We know how that worked out. Within six months, Hitler had total control of all of Czechoslovakia (ibid). Within a year, Hitler started a World War. In that War, 6 million Jews were murdered simply because they were Jews. Another 40-50 million people died as war victims (“World War II death toll of all nations”, WarChronicle). In Europe alone, perhaps 60 million more became refugees (“Refugees and Displaced Persons Before, During, and After World War II”, The Catholic University of America). Cities, towns, villages, farms and entire countries were shattered.

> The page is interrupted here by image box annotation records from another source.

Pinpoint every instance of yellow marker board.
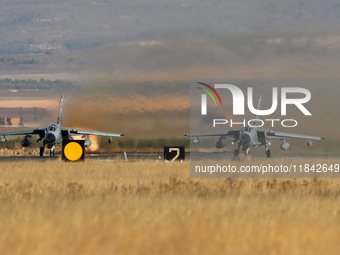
[62,140,85,161]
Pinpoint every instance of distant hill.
[0,0,340,55]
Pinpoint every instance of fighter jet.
[0,95,124,156]
[184,96,325,158]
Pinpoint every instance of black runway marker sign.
[164,146,185,161]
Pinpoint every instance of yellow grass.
[0,159,340,254]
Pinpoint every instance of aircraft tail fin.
[57,95,64,127]
[253,95,262,126]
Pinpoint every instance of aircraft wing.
[184,129,241,138]
[0,128,45,136]
[62,128,125,137]
[266,130,325,140]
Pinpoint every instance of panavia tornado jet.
[0,95,124,156]
[185,96,325,158]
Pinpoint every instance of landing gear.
[39,147,45,157]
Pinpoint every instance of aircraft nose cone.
[45,133,55,143]
[240,134,251,144]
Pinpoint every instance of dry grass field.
[0,159,340,254]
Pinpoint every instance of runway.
[0,152,340,162]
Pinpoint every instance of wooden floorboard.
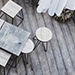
[0,0,75,75]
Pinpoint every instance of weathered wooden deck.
[0,0,75,75]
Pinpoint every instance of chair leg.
[42,42,48,52]
[3,67,5,75]
[16,9,24,26]
[12,18,14,24]
[0,11,5,18]
[28,53,33,71]
[22,54,28,75]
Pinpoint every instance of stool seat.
[35,27,52,42]
[22,39,34,53]
[1,0,22,18]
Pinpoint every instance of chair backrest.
[22,39,34,53]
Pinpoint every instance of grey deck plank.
[53,20,75,75]
[44,14,66,75]
[0,0,75,75]
[60,22,75,70]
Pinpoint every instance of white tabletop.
[65,0,75,10]
[1,0,22,18]
[37,0,75,16]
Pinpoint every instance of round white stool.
[22,39,34,70]
[34,27,52,51]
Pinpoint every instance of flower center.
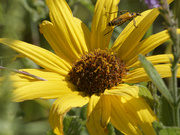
[69,49,127,95]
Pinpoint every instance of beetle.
[104,12,141,36]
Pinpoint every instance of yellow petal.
[123,64,180,83]
[91,0,120,50]
[10,69,68,88]
[86,95,106,135]
[49,92,89,135]
[112,9,159,60]
[13,80,77,102]
[104,84,139,97]
[100,94,111,129]
[0,38,71,75]
[46,0,88,58]
[40,21,75,64]
[108,95,141,135]
[127,54,173,69]
[124,29,180,65]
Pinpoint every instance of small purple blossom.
[145,0,160,8]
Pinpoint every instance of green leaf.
[158,97,174,126]
[63,115,84,135]
[153,121,180,135]
[47,130,56,135]
[139,54,173,103]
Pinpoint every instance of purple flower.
[145,0,160,8]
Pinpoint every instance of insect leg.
[133,18,137,28]
[104,25,120,36]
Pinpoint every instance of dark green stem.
[159,0,180,126]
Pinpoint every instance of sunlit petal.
[0,38,71,75]
[49,92,89,135]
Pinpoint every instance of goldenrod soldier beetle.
[104,12,141,36]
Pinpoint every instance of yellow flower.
[0,0,180,135]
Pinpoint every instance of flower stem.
[159,0,180,126]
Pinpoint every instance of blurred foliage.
[0,0,180,135]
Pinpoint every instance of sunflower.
[0,0,180,135]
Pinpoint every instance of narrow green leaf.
[139,54,173,103]
[153,121,180,135]
[47,129,56,135]
[158,97,174,126]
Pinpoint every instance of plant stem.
[159,0,180,126]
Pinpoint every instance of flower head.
[0,0,180,135]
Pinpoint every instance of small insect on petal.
[104,12,141,36]
[145,0,160,8]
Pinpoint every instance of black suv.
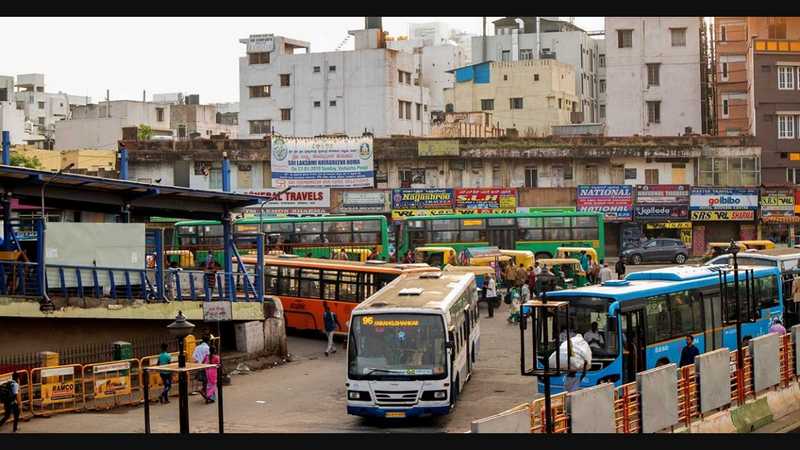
[622,238,689,264]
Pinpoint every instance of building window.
[399,169,425,188]
[647,63,661,87]
[248,52,269,65]
[767,17,786,39]
[248,120,272,134]
[669,28,686,47]
[778,114,794,139]
[644,169,658,184]
[248,84,272,98]
[620,30,633,48]
[525,167,539,187]
[778,66,795,90]
[647,102,661,123]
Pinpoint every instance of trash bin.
[113,341,133,361]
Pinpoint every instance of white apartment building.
[605,17,702,136]
[239,29,430,139]
[386,38,467,112]
[55,100,173,150]
[472,17,599,123]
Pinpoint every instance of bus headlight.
[421,391,447,401]
[347,391,372,401]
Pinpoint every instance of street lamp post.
[167,311,194,434]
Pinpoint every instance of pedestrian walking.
[769,317,786,336]
[614,256,625,280]
[0,372,19,433]
[322,302,341,356]
[486,274,497,317]
[680,334,700,367]
[192,335,211,398]
[597,262,614,284]
[202,345,220,404]
[158,344,172,405]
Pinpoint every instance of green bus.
[397,211,605,259]
[172,215,389,265]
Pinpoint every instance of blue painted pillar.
[222,153,231,192]
[3,131,11,166]
[222,211,234,301]
[119,146,128,180]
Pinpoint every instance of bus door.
[486,217,517,250]
[695,291,723,353]
[620,309,647,384]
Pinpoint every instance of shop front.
[634,184,692,248]
[689,187,759,256]
[759,188,800,246]
[575,184,633,256]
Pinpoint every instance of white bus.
[345,272,480,418]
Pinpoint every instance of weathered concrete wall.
[567,383,617,433]
[694,348,731,413]
[470,405,531,433]
[750,333,781,392]
[636,364,678,433]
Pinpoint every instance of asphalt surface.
[0,265,680,433]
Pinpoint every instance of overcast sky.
[0,17,603,103]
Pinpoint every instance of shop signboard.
[270,136,375,189]
[576,184,633,222]
[759,188,795,217]
[689,187,759,222]
[339,191,389,213]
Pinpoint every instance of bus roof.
[400,211,605,220]
[353,272,475,313]
[242,255,439,274]
[236,215,386,224]
[547,266,779,300]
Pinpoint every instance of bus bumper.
[347,405,450,419]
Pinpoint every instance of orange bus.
[242,254,439,332]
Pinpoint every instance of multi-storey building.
[445,59,579,136]
[605,17,703,136]
[239,28,430,138]
[472,17,599,123]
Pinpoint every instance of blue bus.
[537,266,783,392]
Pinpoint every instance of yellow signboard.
[417,139,459,156]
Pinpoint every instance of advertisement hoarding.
[270,136,375,189]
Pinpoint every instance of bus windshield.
[559,297,618,361]
[347,314,447,380]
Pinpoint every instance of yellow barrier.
[31,364,83,416]
[0,370,33,420]
[82,359,142,410]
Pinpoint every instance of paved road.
[10,266,676,433]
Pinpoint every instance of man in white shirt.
[597,263,614,284]
[583,322,606,348]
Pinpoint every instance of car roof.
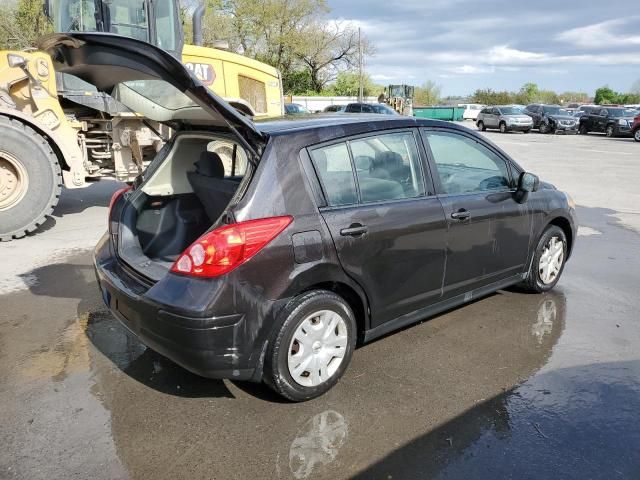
[255,113,450,136]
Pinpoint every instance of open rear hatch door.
[38,33,266,156]
[39,33,266,281]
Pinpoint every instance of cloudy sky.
[329,0,640,95]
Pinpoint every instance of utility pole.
[358,27,364,103]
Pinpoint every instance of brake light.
[107,185,133,225]
[171,216,293,277]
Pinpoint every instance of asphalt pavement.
[0,128,640,480]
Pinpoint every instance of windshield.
[49,0,180,52]
[607,108,627,118]
[542,107,571,116]
[372,105,396,115]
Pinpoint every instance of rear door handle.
[451,208,471,220]
[340,223,369,237]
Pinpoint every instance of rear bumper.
[507,123,533,132]
[94,235,262,380]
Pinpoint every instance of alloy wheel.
[287,310,348,387]
[538,236,564,285]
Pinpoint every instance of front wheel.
[263,290,357,402]
[0,117,62,241]
[523,225,568,293]
[604,125,616,138]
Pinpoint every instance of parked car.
[458,103,485,121]
[47,33,577,401]
[284,103,311,115]
[631,113,640,142]
[343,103,398,115]
[476,105,533,133]
[580,107,634,137]
[323,105,347,113]
[523,104,578,133]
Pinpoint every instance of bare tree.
[296,22,373,92]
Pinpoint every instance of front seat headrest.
[195,150,224,178]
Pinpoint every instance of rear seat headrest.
[195,150,224,178]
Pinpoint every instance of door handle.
[451,208,471,220]
[340,223,369,237]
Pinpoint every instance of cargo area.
[117,133,249,280]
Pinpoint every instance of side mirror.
[516,172,540,203]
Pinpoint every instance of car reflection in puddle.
[289,410,349,479]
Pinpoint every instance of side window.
[207,140,249,178]
[311,143,358,206]
[349,132,424,203]
[426,131,510,194]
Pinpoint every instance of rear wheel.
[264,290,357,402]
[604,125,616,138]
[523,225,568,293]
[0,117,62,241]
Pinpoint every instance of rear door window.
[311,132,425,206]
[426,131,511,195]
[349,132,424,203]
[311,143,358,206]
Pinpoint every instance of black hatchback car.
[48,34,576,401]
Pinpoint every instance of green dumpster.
[413,107,464,122]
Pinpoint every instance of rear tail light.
[171,216,293,277]
[107,186,132,227]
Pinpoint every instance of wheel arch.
[543,216,574,257]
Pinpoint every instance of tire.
[263,290,357,402]
[521,225,568,293]
[604,125,616,138]
[0,116,62,242]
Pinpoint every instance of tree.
[192,0,372,92]
[594,87,619,105]
[413,80,441,105]
[282,69,313,95]
[295,22,371,92]
[473,88,515,105]
[0,0,51,49]
[328,72,383,97]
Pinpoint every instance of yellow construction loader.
[0,0,284,241]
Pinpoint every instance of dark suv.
[48,34,576,401]
[580,107,634,137]
[522,104,578,134]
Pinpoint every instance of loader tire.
[0,116,62,242]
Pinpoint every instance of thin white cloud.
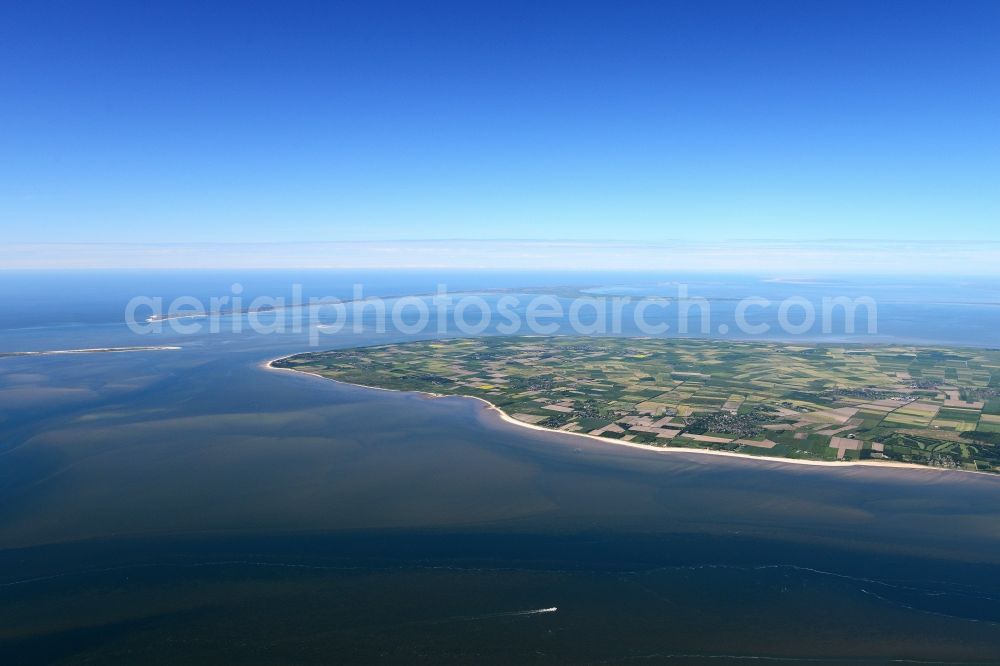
[0,240,1000,276]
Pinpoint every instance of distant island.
[271,337,1000,472]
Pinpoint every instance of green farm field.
[273,337,1000,472]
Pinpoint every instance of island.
[271,336,1000,472]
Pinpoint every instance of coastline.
[259,353,998,477]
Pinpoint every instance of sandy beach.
[260,354,997,477]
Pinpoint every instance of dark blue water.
[0,273,1000,663]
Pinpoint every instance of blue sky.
[0,0,1000,250]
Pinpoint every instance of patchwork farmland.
[274,337,1000,471]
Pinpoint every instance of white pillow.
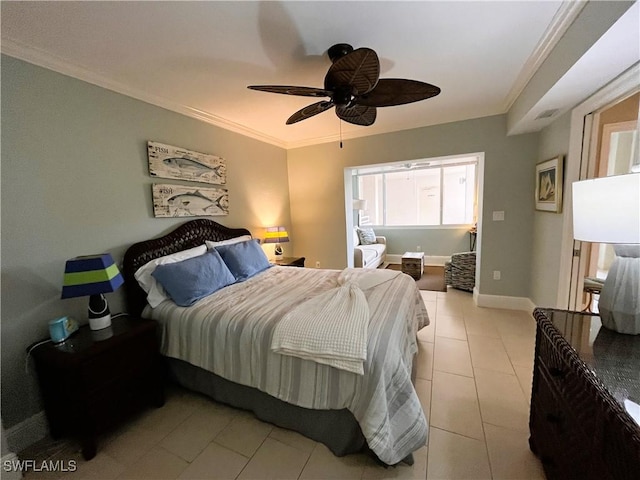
[204,235,253,250]
[134,244,207,308]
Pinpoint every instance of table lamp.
[573,173,640,335]
[264,227,289,255]
[62,253,124,330]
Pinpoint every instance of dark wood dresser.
[529,308,640,480]
[30,315,164,460]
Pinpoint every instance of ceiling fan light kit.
[248,43,440,126]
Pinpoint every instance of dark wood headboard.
[122,218,251,315]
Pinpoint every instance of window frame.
[353,153,481,229]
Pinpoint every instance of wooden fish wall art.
[147,142,227,185]
[152,184,229,218]
[147,141,229,218]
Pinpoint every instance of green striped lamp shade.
[62,253,124,298]
[264,227,289,243]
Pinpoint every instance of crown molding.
[0,38,287,149]
[504,0,588,112]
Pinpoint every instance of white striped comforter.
[145,267,429,464]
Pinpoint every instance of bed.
[123,219,429,465]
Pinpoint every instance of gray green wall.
[288,115,538,298]
[0,56,288,428]
[529,112,571,308]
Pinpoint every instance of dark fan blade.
[355,78,440,107]
[324,48,380,95]
[336,105,376,127]
[287,101,333,125]
[247,85,331,97]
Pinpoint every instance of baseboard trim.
[473,289,536,313]
[3,410,49,456]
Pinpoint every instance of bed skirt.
[166,358,370,461]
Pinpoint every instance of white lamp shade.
[573,173,640,243]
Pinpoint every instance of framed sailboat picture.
[152,184,229,218]
[536,155,563,213]
[147,141,227,185]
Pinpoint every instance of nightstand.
[30,315,164,460]
[271,257,305,267]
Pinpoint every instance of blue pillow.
[151,250,236,307]
[215,240,271,282]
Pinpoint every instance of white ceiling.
[1,1,638,148]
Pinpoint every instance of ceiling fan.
[247,43,440,126]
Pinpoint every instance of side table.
[271,257,305,267]
[28,315,164,460]
[402,252,424,280]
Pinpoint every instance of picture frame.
[535,155,564,213]
[147,141,227,185]
[152,184,229,218]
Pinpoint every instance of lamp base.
[89,293,111,330]
[598,244,640,335]
[89,314,111,330]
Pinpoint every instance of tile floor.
[20,289,544,480]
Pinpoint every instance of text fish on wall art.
[147,141,229,218]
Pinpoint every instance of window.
[354,156,478,226]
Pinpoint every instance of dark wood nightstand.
[271,257,305,267]
[30,315,164,460]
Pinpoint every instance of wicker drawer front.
[531,370,602,479]
[540,334,597,435]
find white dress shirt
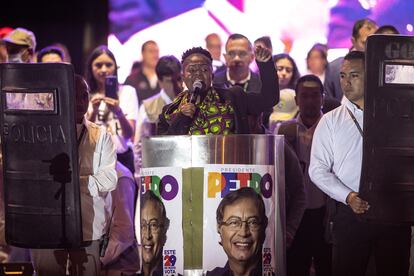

Chamberlain’s compromises are now considered to be the model for what appeasement creates. That’s what Munich means: how the irrational obsession with ‘peace’ will inevitably lead you to very devastation you had wanted to avoid.
The US-driven effort to stop Iran from getting nuclear weapons smells like Chamberlain’s efforts to stop Hitler from invading Czechoslovakia. For both Chamberlain and Obama, peace is the fundamental driving force, not stopping the aggressor. Both Chamberlain and Obama were/are willing to allow the aggressor to move forward in creating a regional hegemony. For both Chamberlain and Obama, a bad peace is better than war—or, a bad deal is better than no deal.
Some historians may argue against such a characterization of Chamberlain just as some would defend Obama. But the two of them certainly appear to be trying to hammer a square peg into a round hole.
Hitler was clear about his goals. Chamberlain ignored that clarity. He just wanted to push his ‘peace for our time’.
For its part, Iran is equally clear about its aggressive goals. Obama ignores that clarity. He wants his ‘peace’.
Obama is the modern Chamberlain. He will get his agreement—no matter what.
Indeed, the US is obsessed with its Chamberlain-style peace. For example, a news report surfaced yesterday during the negotiations that Iran’s military chief remains unrepentant about his goal for Israel. Iranian General Mohammad Raza Nakdi made it clear that eliminating Israel was ‘not negotiable’ in these negotiations (“Iranian Military Chief: We Must Annihilate Israel”, Arutz Sheva, March 31, 2015).
Did you notice how the US reacted? It didn’t. It ignored the comment.
It pressed forward to get its agreement with Iran. It continues to press forward after the deadline.
The US won’t walk away from a demanding Iran. It wants an agreement. It wants a paper it can wave in the air.
That’s why these talks smell of ‘Munich’.